On the Xen ring interface, do we do enough to expose the parallelism? Requests that are written can be acked out of order in the protocol, and it's not clear to me what the block backend actually does. When I was writing it, I seem to remember that responses always seem to come back in the order they were written, which doesn't seem very parallel at all.
Good question.
The userspace grant table interface exposes a "map batch" interface and a corresponding "unmap batch", to amortize the costs of the syscall and potentially the TLB flush (although I bet the user to kernel syscall dwarfs the TLB flush for userspace) At the moment the blkback uses this to the max by mapping the whole ring at once. Unfortunately the requests can't be acknowledged until after the unmap because this confuses the frontend. As a result we pull the requests as a batch and can parallelise within the batch (code currently missing) and they all complete at once. For trivial backends (like a /dev/null) it gets a high throughput. It should improve with indirect descriptors since we'll get a larger batch size.
This all makes sense.
The Ring/Lwt should just work at the moment if requests come in out of order (since there is a id->wakener mapping), and bind will not be a barrier in this case should you do a Lwt_list.map_p.
Yeah.
Btw do you happen to know how POSIX aio works? Does it open the file 'n' times to be able to 'seek' and 'write' from parallel threads? Perhaps mirage-block-unix should implement a pool of open file descriptors per device.

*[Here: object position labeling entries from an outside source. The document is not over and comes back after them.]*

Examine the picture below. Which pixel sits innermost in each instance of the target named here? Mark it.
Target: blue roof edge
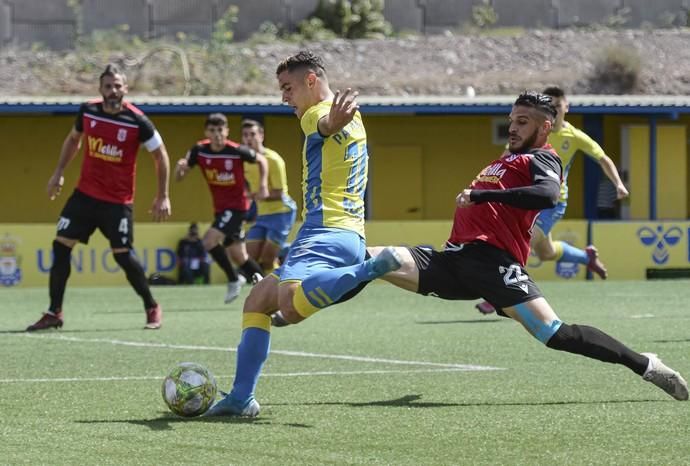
(418, 105)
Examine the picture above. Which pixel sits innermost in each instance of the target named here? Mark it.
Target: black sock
(59, 273)
(135, 277)
(249, 268)
(221, 258)
(595, 344)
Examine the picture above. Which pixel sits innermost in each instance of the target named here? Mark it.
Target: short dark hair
(540, 102)
(249, 123)
(216, 119)
(111, 69)
(303, 59)
(554, 91)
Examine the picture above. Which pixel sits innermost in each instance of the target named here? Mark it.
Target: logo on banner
(660, 240)
(10, 272)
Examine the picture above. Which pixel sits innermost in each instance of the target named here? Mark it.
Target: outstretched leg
(541, 321)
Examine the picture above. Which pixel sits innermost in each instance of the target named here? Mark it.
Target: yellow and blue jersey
(277, 179)
(567, 142)
(334, 172)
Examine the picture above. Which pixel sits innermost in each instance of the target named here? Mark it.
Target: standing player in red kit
(112, 129)
(489, 246)
(221, 162)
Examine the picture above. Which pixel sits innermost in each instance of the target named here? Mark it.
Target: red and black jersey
(111, 143)
(224, 172)
(507, 224)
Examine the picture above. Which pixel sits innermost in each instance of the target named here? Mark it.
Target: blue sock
(573, 254)
(324, 288)
(252, 352)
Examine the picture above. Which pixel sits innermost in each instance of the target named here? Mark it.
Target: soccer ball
(189, 389)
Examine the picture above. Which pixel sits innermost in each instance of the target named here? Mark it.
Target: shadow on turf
(167, 421)
(679, 340)
(470, 321)
(168, 310)
(412, 401)
(84, 330)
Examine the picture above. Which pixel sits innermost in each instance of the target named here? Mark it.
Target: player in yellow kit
(567, 141)
(276, 213)
(327, 258)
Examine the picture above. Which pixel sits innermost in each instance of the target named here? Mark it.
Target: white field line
(465, 367)
(287, 374)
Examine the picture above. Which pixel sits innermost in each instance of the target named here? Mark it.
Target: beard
(113, 103)
(526, 145)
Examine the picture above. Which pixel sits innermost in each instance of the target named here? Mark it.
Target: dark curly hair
(304, 59)
(541, 102)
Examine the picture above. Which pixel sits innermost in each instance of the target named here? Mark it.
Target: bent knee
(287, 305)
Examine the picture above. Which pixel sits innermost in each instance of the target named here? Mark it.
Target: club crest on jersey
(512, 157)
(492, 173)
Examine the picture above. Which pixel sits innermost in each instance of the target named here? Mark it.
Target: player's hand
(343, 110)
(181, 168)
(54, 187)
(261, 194)
(160, 210)
(463, 199)
(621, 192)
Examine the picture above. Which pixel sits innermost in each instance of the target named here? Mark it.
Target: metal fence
(56, 24)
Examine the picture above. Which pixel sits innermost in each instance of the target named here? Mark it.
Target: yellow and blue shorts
(321, 248)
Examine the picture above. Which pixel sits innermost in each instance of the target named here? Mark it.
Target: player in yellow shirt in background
(567, 141)
(276, 213)
(327, 258)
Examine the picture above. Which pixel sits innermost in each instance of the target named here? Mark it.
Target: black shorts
(231, 223)
(473, 271)
(83, 214)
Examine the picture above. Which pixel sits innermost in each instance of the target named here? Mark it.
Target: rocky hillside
(583, 61)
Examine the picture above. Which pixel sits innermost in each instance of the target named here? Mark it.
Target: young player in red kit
(489, 246)
(221, 162)
(112, 130)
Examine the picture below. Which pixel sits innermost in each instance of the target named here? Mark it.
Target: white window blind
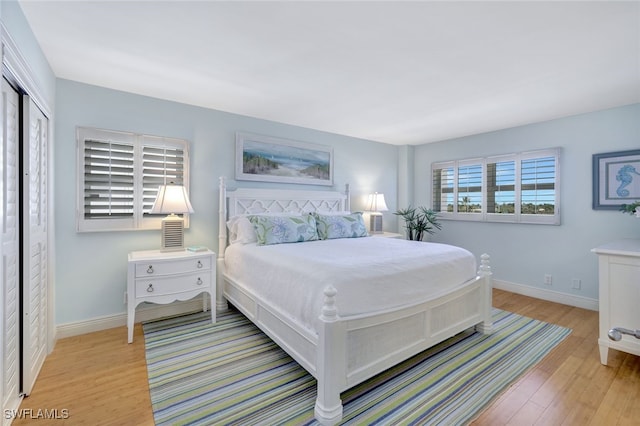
(522, 188)
(120, 176)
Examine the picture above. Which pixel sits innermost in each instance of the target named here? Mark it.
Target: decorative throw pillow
(281, 229)
(349, 225)
(241, 230)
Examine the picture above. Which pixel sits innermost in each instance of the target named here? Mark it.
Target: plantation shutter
(538, 177)
(443, 188)
(108, 179)
(121, 173)
(162, 163)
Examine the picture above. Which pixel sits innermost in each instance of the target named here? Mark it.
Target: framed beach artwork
(616, 179)
(269, 159)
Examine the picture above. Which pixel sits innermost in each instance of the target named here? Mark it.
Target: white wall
(91, 271)
(523, 254)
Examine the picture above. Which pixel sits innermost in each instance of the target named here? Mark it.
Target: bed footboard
(351, 350)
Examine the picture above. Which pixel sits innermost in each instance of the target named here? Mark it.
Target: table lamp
(173, 200)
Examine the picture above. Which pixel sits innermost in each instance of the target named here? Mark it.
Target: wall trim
(150, 312)
(143, 313)
(550, 295)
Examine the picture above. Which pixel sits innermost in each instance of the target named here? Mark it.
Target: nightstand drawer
(159, 268)
(170, 285)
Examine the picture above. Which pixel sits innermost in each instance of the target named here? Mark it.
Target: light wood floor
(102, 380)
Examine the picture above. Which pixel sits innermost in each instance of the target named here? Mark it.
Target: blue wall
(92, 267)
(523, 254)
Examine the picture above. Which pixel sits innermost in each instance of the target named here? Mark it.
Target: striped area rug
(230, 373)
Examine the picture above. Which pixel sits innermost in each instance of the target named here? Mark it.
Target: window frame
(517, 216)
(138, 220)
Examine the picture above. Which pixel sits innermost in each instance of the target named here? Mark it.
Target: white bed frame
(346, 350)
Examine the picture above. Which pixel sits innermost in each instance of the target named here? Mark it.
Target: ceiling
(395, 72)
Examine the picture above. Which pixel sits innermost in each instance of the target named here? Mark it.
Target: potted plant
(418, 221)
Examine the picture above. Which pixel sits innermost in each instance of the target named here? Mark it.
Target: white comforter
(370, 274)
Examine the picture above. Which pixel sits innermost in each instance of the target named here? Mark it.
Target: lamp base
(375, 223)
(172, 233)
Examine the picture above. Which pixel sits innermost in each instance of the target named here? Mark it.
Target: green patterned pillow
(283, 229)
(350, 225)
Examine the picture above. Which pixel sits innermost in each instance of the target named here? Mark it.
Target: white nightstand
(164, 277)
(388, 235)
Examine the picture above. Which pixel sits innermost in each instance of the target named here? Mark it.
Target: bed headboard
(255, 200)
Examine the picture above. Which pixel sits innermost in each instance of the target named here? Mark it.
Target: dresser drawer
(161, 286)
(159, 267)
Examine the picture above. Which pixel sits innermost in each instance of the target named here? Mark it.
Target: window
(519, 188)
(119, 175)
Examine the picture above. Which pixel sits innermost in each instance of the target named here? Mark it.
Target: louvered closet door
(9, 268)
(35, 251)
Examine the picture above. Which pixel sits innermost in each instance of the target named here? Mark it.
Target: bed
(345, 309)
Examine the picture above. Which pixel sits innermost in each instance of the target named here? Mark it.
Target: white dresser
(619, 281)
(164, 277)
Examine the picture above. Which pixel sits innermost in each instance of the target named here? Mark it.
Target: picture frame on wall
(616, 179)
(270, 159)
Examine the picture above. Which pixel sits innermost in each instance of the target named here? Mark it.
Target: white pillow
(241, 230)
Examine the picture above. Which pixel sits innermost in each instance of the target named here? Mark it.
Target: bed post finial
(221, 303)
(347, 201)
(329, 311)
(485, 268)
(486, 326)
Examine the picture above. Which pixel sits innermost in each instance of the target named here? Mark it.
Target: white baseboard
(143, 313)
(150, 311)
(550, 295)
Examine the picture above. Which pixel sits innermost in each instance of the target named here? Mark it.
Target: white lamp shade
(172, 199)
(376, 203)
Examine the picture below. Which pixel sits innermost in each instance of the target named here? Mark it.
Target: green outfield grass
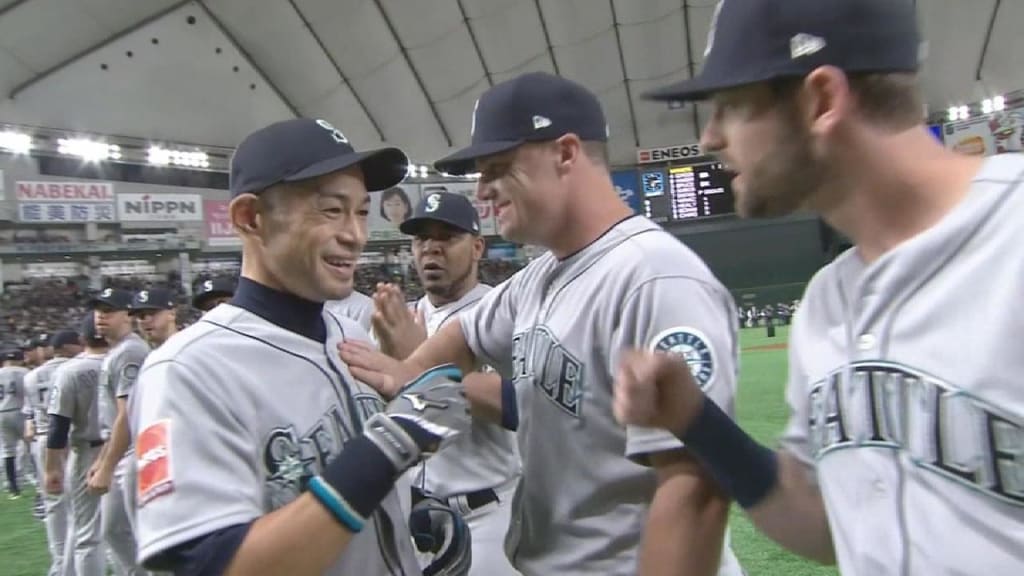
(761, 408)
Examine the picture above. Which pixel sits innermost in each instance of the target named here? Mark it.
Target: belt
(473, 500)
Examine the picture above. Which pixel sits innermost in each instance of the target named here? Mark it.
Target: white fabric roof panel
(401, 72)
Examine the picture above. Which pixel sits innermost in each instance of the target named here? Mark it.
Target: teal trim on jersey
(336, 504)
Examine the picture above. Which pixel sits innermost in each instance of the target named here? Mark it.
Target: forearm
(300, 538)
(686, 523)
(794, 513)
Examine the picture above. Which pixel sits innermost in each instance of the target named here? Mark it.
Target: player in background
(475, 475)
(212, 292)
(594, 497)
(38, 385)
(155, 311)
(902, 454)
(73, 443)
(11, 420)
(353, 304)
(258, 451)
(117, 377)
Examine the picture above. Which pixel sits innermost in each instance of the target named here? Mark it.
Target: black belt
(474, 500)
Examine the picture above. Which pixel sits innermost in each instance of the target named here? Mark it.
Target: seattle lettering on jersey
(539, 358)
(942, 428)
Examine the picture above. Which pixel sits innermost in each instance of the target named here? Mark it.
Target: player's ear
(244, 212)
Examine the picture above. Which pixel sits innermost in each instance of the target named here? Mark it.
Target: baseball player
(258, 453)
(155, 311)
(117, 377)
(11, 420)
(213, 292)
(38, 383)
(904, 440)
(356, 305)
(73, 444)
(475, 475)
(590, 489)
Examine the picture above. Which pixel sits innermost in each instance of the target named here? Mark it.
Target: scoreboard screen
(698, 191)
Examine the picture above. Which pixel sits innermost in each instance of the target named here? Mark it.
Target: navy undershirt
(211, 553)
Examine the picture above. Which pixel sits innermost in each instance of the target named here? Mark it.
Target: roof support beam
(626, 76)
(249, 59)
(98, 46)
(337, 68)
(416, 73)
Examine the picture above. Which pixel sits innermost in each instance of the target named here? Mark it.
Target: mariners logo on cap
(691, 345)
(433, 202)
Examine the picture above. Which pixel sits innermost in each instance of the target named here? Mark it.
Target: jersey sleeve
(489, 327)
(197, 468)
(685, 317)
(125, 369)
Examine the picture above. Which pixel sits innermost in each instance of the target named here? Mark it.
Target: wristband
(743, 467)
(354, 483)
(510, 406)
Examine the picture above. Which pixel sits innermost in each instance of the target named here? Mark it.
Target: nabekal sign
(160, 207)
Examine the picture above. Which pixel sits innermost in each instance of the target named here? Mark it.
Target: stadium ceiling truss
(401, 72)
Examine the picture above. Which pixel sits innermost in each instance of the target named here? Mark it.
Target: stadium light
(15, 141)
(88, 150)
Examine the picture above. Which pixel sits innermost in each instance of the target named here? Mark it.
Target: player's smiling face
(313, 235)
(522, 186)
(445, 259)
(759, 134)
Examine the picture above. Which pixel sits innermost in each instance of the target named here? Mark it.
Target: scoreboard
(685, 193)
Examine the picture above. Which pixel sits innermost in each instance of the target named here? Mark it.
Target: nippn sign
(160, 207)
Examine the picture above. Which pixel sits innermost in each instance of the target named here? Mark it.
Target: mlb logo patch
(153, 449)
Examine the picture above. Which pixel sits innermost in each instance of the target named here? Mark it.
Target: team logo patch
(153, 449)
(692, 346)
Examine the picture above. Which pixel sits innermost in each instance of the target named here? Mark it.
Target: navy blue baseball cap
(306, 148)
(208, 289)
(535, 107)
(153, 298)
(65, 337)
(754, 41)
(446, 207)
(113, 297)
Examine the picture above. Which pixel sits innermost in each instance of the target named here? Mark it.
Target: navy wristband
(354, 483)
(744, 468)
(510, 406)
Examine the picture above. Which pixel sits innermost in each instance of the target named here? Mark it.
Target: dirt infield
(777, 345)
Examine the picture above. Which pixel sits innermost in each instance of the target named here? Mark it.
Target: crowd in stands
(46, 305)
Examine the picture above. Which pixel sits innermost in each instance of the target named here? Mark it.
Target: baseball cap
(446, 207)
(65, 337)
(212, 289)
(114, 297)
(154, 298)
(534, 107)
(306, 148)
(755, 41)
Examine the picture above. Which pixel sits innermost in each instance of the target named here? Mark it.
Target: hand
(398, 329)
(381, 372)
(655, 389)
(53, 483)
(99, 479)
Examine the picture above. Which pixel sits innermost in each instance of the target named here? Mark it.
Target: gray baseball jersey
(11, 400)
(557, 328)
(38, 383)
(74, 396)
(117, 377)
(356, 305)
(237, 414)
(905, 394)
(485, 457)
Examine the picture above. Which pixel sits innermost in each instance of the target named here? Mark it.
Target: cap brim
(382, 168)
(412, 225)
(464, 161)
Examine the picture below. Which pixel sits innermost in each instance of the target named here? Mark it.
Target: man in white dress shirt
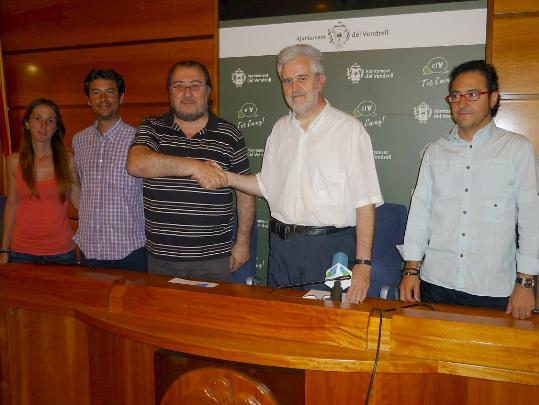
(319, 179)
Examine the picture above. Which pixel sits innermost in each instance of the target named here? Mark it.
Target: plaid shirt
(111, 216)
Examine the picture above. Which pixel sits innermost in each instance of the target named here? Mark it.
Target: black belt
(285, 230)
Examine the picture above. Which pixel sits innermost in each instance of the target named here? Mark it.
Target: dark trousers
(62, 258)
(303, 258)
(441, 295)
(137, 260)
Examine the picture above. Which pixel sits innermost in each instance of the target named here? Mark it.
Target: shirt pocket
(328, 188)
(495, 210)
(442, 177)
(497, 178)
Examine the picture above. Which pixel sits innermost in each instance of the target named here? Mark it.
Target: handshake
(210, 175)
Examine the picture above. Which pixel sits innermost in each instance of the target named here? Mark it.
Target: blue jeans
(62, 258)
(440, 295)
(137, 260)
(305, 259)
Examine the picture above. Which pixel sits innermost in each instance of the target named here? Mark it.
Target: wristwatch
(527, 282)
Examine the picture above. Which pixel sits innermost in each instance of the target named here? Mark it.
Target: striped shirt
(184, 222)
(111, 215)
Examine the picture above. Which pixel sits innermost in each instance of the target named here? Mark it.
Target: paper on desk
(320, 295)
(178, 280)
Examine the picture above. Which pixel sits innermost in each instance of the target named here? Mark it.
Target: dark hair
(191, 64)
(487, 70)
(106, 74)
(59, 154)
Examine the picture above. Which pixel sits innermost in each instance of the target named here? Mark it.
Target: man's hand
(4, 258)
(409, 289)
(361, 279)
(210, 175)
(239, 256)
(521, 302)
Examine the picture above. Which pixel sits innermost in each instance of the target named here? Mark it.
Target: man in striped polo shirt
(189, 229)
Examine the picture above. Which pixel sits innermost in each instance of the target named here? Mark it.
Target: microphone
(335, 279)
(336, 273)
(336, 291)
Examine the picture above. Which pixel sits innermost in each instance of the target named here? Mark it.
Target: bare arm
(74, 193)
(245, 183)
(409, 286)
(9, 209)
(522, 300)
(144, 162)
(361, 273)
(246, 215)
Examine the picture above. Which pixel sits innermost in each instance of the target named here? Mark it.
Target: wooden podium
(71, 336)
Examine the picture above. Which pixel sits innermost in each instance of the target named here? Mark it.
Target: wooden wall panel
(41, 375)
(515, 6)
(80, 117)
(515, 53)
(33, 24)
(59, 75)
(521, 116)
(5, 394)
(121, 370)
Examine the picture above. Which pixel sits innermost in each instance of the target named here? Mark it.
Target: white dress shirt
(319, 177)
(468, 203)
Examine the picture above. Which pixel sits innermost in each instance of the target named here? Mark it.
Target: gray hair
(296, 51)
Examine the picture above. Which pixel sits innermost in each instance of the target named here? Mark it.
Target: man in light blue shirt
(474, 216)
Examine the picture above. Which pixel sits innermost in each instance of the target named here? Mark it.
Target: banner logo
(435, 65)
(365, 109)
(355, 73)
(338, 35)
(248, 110)
(238, 77)
(246, 113)
(255, 153)
(382, 155)
(422, 112)
(436, 71)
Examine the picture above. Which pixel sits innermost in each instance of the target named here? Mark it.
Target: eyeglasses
(472, 95)
(181, 87)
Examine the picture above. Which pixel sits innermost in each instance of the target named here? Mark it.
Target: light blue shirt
(469, 202)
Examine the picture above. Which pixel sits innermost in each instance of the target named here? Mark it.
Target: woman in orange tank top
(41, 179)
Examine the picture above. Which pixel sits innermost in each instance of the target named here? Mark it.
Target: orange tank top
(41, 226)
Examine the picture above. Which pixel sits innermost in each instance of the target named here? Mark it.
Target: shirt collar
(318, 119)
(112, 131)
(479, 137)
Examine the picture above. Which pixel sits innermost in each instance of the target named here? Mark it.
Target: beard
(189, 109)
(190, 116)
(310, 102)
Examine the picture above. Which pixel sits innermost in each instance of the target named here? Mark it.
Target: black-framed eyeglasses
(472, 95)
(195, 87)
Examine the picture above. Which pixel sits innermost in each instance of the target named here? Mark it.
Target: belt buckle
(286, 232)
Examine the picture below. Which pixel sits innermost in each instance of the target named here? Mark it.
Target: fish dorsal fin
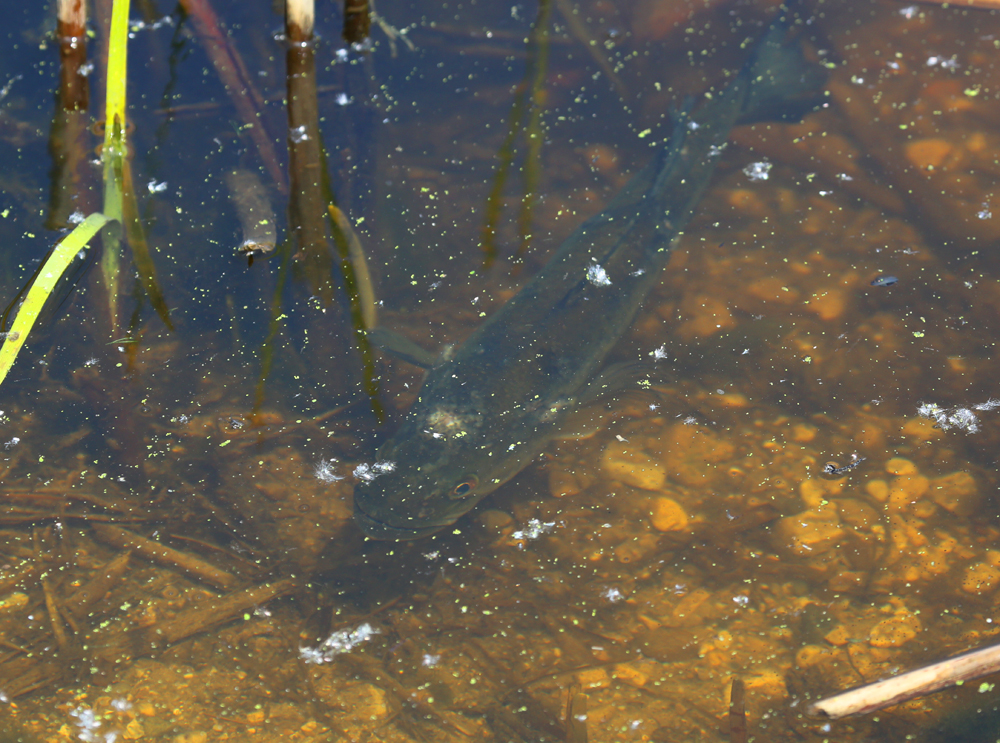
(402, 348)
(612, 391)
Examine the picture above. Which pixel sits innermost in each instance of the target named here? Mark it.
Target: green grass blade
(39, 292)
(115, 149)
(114, 112)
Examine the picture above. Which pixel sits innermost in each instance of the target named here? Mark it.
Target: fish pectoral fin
(402, 347)
(627, 376)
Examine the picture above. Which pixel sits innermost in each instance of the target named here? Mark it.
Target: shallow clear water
(615, 588)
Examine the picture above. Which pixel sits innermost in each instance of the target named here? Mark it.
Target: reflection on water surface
(177, 555)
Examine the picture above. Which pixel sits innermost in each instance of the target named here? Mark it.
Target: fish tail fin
(784, 85)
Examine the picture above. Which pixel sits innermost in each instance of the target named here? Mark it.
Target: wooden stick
(233, 73)
(299, 18)
(164, 555)
(737, 713)
(910, 685)
(216, 611)
(72, 16)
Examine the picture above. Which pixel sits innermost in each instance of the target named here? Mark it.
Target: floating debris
(884, 281)
(597, 276)
(834, 469)
(534, 530)
(324, 471)
(962, 418)
(341, 641)
(758, 171)
(254, 210)
(368, 472)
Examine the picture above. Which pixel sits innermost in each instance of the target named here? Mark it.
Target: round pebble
(668, 515)
(900, 466)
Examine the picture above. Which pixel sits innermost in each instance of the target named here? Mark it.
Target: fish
(490, 406)
(884, 281)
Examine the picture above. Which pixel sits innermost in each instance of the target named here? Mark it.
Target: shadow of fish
(491, 406)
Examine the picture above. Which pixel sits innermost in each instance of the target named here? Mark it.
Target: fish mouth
(375, 529)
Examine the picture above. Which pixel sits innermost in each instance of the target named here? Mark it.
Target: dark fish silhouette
(491, 406)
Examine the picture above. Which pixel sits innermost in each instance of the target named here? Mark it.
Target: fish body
(492, 405)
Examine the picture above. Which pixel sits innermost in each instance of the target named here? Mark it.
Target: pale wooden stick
(299, 18)
(910, 685)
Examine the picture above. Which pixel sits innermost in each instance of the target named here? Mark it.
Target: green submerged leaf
(60, 259)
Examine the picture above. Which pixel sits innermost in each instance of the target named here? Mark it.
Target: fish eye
(465, 487)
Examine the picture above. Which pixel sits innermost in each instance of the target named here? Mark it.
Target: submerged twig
(217, 611)
(910, 685)
(737, 713)
(164, 555)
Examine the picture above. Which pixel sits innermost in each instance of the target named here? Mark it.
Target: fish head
(441, 463)
(418, 486)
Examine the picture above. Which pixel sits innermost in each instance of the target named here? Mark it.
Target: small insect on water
(835, 470)
(885, 281)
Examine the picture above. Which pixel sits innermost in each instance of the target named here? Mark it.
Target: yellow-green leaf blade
(49, 275)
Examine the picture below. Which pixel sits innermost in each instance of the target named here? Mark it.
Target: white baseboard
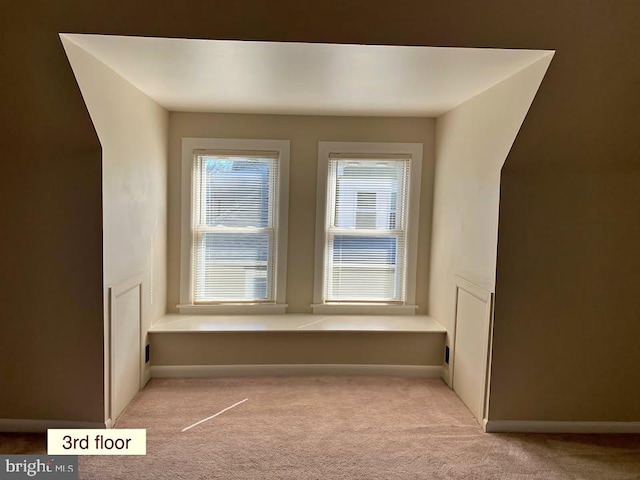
(514, 426)
(284, 370)
(36, 426)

Note that POSIX AIO and the Linux libaio are different. POSIX aio basically uses userspace threads to simulate blocking I/O, and is probably not that different from what Lwt_unix does (via Lwt_preemptive). I'm not sure there would be a lot of benefit in going down this route.
The kernel aio (via io_submit) is the one that is scheduled directly within the kernel and (last I checked) requires O_DIRECT.
-anil |